Relations

General

Relations in UML class diagrams are a way to express whether and how two classes are connected. UML supports six different types of relations: Dependency, Association (which can be further specified as Aggregation or Composition) and Generalization and Realization.

Deciding which relation is best used to model a specific connection is not always easy. The following diagram shows examples for all six relations. Still, whether these connections make sense may depend on the concrete scenario or the domain you want to model.

See the following diagram for some examples:

The six types of relations supported by UML class diagrams.

We will now investigate the different types in more detail.

Dependency

Dependency is the weakest type of relation in UML class diagrams. It is considered weak because the relationship between the two ends (the source and the target class) is only temporary or restricted to a single method or constructor.

To draw a dependency, use a dotted line and an open arrowhead pointing to the target class. See the following diagram as an example of a dependency.

A mechanic uses a tool, expressed through a Dependency relation.

Our Mechanic class (the source) has a repair method that requires a specific Tool (the target), thus the method parameter tool creates a dependency between the two classes.

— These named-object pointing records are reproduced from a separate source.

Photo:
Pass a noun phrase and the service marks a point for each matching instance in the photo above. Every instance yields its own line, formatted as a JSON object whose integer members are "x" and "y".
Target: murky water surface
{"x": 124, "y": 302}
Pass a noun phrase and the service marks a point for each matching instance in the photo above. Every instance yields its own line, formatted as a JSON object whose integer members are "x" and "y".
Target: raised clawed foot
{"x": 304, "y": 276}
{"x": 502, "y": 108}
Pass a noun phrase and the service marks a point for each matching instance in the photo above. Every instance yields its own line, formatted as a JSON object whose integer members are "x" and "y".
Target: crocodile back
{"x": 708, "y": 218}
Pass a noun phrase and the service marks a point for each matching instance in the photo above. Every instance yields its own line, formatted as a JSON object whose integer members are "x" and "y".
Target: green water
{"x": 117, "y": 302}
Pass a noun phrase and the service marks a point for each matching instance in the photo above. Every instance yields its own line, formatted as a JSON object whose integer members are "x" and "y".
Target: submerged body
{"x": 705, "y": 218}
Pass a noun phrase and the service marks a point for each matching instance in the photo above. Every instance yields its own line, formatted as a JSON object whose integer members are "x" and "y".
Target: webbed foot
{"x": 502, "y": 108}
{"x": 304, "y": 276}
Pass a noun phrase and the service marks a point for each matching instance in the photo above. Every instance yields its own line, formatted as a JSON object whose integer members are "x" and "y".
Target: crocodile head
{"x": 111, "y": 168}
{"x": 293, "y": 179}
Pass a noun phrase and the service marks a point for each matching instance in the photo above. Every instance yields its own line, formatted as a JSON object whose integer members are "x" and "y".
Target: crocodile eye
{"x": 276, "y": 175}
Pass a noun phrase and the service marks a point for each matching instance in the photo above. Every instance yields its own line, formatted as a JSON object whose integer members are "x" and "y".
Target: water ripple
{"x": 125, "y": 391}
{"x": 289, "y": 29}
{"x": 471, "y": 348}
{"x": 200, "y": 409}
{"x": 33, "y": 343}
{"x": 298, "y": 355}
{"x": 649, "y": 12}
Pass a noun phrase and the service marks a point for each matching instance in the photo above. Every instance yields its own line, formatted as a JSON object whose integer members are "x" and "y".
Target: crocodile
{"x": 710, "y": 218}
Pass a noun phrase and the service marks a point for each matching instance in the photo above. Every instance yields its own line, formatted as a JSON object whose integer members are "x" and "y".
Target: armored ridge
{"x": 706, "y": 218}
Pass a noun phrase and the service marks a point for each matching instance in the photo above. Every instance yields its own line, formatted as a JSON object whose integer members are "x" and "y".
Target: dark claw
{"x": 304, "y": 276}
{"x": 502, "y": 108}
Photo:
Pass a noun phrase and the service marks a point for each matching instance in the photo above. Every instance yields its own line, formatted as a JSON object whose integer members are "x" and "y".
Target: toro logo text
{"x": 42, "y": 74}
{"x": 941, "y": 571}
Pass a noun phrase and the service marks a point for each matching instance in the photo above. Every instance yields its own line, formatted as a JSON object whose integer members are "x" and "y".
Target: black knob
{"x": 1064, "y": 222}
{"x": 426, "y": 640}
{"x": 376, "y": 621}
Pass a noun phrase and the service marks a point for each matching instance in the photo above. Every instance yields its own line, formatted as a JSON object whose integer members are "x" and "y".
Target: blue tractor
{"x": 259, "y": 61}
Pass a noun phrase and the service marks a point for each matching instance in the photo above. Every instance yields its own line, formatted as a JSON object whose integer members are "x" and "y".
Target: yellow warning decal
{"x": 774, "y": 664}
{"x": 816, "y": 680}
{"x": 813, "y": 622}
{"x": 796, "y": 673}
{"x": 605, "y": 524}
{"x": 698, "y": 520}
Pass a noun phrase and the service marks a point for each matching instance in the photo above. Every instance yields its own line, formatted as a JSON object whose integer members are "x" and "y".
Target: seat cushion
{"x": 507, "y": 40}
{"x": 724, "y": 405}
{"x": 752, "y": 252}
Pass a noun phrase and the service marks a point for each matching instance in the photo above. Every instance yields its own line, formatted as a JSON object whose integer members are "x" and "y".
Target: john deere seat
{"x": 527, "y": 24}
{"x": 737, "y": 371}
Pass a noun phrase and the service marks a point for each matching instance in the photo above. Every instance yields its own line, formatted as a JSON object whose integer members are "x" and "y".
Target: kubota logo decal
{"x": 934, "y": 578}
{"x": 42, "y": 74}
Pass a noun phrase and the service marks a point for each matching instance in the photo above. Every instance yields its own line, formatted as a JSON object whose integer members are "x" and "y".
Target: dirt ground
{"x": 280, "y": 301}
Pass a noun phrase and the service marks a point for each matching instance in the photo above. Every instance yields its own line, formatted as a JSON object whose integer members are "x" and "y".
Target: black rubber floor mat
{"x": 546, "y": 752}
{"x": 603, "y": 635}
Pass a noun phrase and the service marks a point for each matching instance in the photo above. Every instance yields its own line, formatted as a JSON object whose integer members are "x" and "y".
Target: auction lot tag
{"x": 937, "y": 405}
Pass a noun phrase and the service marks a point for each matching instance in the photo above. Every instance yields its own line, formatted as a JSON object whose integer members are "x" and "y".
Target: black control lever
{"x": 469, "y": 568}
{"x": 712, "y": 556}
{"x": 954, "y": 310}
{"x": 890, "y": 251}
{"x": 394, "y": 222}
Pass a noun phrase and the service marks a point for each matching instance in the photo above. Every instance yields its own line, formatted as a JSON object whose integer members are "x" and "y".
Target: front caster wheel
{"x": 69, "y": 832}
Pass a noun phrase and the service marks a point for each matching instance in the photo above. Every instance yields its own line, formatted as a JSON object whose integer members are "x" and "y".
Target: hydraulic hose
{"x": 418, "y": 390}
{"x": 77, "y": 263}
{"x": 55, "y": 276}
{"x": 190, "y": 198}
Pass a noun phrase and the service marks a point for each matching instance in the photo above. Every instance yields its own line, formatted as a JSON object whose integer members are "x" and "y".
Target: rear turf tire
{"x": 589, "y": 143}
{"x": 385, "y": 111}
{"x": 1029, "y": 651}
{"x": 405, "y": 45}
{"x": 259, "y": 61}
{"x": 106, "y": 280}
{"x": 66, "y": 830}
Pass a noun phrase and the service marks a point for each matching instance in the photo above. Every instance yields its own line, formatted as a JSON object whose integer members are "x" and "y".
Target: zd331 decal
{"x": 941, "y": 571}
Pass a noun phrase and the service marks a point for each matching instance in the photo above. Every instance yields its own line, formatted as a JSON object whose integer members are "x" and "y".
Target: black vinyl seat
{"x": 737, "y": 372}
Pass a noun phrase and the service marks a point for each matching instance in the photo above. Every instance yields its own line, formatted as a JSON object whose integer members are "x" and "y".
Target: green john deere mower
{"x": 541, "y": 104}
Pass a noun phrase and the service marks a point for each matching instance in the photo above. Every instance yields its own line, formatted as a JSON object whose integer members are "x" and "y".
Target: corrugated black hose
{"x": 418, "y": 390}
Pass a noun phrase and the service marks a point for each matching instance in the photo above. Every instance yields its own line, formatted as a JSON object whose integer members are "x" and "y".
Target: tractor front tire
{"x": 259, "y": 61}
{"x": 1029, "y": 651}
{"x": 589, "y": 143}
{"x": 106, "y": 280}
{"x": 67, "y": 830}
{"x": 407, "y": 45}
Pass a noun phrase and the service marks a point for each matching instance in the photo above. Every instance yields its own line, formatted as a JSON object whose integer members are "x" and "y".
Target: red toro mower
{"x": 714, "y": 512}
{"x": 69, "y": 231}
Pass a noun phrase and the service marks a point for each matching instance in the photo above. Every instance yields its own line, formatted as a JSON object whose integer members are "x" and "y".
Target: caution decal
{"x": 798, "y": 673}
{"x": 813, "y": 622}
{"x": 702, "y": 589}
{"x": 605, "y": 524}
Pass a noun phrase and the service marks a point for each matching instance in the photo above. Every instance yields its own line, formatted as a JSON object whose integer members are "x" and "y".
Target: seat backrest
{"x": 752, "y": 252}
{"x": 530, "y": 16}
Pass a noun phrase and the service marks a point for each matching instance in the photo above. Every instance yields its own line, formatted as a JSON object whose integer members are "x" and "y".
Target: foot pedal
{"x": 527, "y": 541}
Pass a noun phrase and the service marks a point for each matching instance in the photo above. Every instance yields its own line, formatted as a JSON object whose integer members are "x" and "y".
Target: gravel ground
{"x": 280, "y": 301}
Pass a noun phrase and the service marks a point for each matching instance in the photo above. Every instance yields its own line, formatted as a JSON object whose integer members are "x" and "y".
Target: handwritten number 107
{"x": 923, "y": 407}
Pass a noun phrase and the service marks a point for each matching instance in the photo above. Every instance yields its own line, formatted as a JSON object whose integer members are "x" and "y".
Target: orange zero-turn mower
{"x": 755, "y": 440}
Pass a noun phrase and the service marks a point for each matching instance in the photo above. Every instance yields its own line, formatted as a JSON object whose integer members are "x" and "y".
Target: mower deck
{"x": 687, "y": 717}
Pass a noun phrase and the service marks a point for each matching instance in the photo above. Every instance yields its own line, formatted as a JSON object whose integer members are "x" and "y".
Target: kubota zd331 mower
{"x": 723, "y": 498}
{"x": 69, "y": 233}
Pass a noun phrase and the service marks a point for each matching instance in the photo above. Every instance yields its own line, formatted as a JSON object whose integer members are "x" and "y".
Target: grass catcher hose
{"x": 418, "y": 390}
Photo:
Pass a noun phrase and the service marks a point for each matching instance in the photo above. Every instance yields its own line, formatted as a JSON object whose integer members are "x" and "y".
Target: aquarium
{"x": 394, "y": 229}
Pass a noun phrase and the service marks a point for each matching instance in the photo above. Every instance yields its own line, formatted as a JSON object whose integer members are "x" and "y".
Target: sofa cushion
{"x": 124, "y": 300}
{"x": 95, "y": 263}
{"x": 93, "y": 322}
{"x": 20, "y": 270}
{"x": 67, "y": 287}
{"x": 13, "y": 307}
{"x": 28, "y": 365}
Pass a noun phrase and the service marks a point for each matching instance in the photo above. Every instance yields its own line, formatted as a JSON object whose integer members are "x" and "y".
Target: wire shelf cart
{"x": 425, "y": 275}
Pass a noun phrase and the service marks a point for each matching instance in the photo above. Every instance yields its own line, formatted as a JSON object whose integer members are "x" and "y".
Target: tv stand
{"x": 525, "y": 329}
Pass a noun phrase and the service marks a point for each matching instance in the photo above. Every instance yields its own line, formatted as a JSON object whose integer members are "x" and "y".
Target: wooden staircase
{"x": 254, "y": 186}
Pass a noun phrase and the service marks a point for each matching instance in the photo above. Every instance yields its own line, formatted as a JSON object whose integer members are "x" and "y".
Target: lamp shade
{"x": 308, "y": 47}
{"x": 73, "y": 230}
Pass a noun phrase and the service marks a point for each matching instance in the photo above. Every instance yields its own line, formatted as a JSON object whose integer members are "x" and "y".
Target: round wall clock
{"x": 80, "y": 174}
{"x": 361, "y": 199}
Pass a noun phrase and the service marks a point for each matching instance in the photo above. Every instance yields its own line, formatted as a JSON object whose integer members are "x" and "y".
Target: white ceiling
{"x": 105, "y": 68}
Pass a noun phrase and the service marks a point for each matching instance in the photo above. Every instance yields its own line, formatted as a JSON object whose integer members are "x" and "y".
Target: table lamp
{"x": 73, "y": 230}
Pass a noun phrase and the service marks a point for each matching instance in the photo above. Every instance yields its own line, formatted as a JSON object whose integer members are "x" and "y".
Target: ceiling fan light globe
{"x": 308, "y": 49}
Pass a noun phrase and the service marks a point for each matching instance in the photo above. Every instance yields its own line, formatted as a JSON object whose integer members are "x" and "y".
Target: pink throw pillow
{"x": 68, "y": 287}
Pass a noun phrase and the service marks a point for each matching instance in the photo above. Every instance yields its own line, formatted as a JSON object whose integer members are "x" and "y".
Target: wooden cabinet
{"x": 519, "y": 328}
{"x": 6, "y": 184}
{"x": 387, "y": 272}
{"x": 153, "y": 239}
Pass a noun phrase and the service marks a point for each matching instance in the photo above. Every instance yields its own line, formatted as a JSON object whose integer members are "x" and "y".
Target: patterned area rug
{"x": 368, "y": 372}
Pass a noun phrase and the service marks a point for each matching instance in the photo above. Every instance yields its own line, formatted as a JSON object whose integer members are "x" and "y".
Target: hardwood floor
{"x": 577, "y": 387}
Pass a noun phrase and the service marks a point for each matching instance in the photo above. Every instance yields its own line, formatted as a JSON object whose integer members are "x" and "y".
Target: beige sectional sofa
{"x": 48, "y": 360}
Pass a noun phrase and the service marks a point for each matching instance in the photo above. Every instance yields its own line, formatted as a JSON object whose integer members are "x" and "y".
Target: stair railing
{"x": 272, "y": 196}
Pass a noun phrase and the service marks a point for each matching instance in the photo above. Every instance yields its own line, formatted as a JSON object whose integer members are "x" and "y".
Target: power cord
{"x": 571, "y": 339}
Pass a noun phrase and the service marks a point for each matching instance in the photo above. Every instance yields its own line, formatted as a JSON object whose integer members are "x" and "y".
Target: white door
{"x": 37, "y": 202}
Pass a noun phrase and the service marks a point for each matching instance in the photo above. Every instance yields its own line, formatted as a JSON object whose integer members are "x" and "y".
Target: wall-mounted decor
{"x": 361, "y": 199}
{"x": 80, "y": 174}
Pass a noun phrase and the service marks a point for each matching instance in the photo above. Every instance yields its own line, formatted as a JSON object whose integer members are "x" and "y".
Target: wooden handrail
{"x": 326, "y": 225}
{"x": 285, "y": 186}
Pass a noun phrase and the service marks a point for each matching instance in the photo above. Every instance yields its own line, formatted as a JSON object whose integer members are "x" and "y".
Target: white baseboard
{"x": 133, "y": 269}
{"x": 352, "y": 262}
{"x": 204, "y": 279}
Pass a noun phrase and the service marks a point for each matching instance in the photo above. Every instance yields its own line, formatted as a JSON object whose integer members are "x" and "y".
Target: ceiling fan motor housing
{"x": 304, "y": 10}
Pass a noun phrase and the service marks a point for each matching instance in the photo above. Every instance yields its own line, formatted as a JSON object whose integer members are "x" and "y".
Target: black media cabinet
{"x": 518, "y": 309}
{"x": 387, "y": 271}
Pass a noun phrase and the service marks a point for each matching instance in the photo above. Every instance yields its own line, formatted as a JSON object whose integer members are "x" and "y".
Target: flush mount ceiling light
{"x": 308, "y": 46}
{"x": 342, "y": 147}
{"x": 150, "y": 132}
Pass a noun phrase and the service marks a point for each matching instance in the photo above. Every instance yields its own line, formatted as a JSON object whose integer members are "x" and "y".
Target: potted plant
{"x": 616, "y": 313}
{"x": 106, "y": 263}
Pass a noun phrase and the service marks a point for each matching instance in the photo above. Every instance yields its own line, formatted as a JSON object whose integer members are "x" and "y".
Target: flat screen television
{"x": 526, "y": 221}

However, the dependency between the two types is not very strong as its only limited to this single method. All other parts of the Mechanic do not depend on it.

When writing code, a dependency relation is often implemented as a method- or constructor parameter, or a method's return type. Our example from above could be implemented in the following way:

class Mechanic {
  public void repair(Tool tool) {
    // tool is only used within this method
  }
}

Dependencies have the advantage that they create only loose coupling. In the ideal case, you must only alter the methods that use the target class to remove a dependency, making refactorings relatively easy.

Association

UML provides the concept of Associations to express more persistent and structurally stronger relationships than Dependencies. An association can, for instance, be used to model that one class holds a reference to another, e.g., through a property or a field.

In its simplest form, associations are drawn as simple, solid lines between their edges. Optional arrowheads can be used to specify whether navigation from one edge to the other (and vice versa) is possible.

UML Associations with differently navigable ends.

According to the UML 2.0 specification, associations can further be differentiated into Aggregations and Compositions.

Aggregations should be used when one association class holds only a shared reference of the other, i.e., both types are connected, but their lifetimes do not depend on each other. Consider, for instance, the relation between a lecture and a student. The lecture references several students (e.g., through a subscription). However, it does not own these students. A single student could participate in several courses at once, and even if one of these lectures gets canceled, the student remains a student.

To draw an association in a UML diagram, use a hollow diamond at the source end of the relation (the one with the property referencing the other type).

Lecture and students are connected through an aggregation, since one student can be shared between several lectures.

Compositions represent a much stronger parent-child hierarchical relationship. They are best used when the class holding the reference owns the referenced object and controls its lifetime.

Consider a house consisting of several rooms. A single room does not exist in isolation. Instead, it is very tightly coupled to its surrounding building. If you tear down the house, its rooms will be dissolved accordingly.

Usually, composition relationships are exclusive. Having two compositions pointing to the same reference doesn't make sense for most scenarios: A single room belongs to precisely one house - sharing it between several buildings would be a somewhat unintuitive conceptual decision.

Modeling compositions in UML is similar to aggregations. Draw a solid line between both types, but use a solid diamond on the source side this time.

A house owns its rooms and controls there lifetime. Both classes are connected through a composition.

When to use which type of association?

The choice between aggregation and composition depends on your use case. Take, for instance, a simple racing video game where a Car class has several Tire references. The tires will likely be a fixed part of the car, and a single tire will not appear outside its containing vehicle. Therefore, a composition relation between the car and the tires would be reasonable. Conversely, if you design a resource management system for a car reseller, tires would most likely be a concept of their own, and storing them without a corresponding car may be a very valid requirement. Here, aggregation would work better to connect a vehicle with its tires.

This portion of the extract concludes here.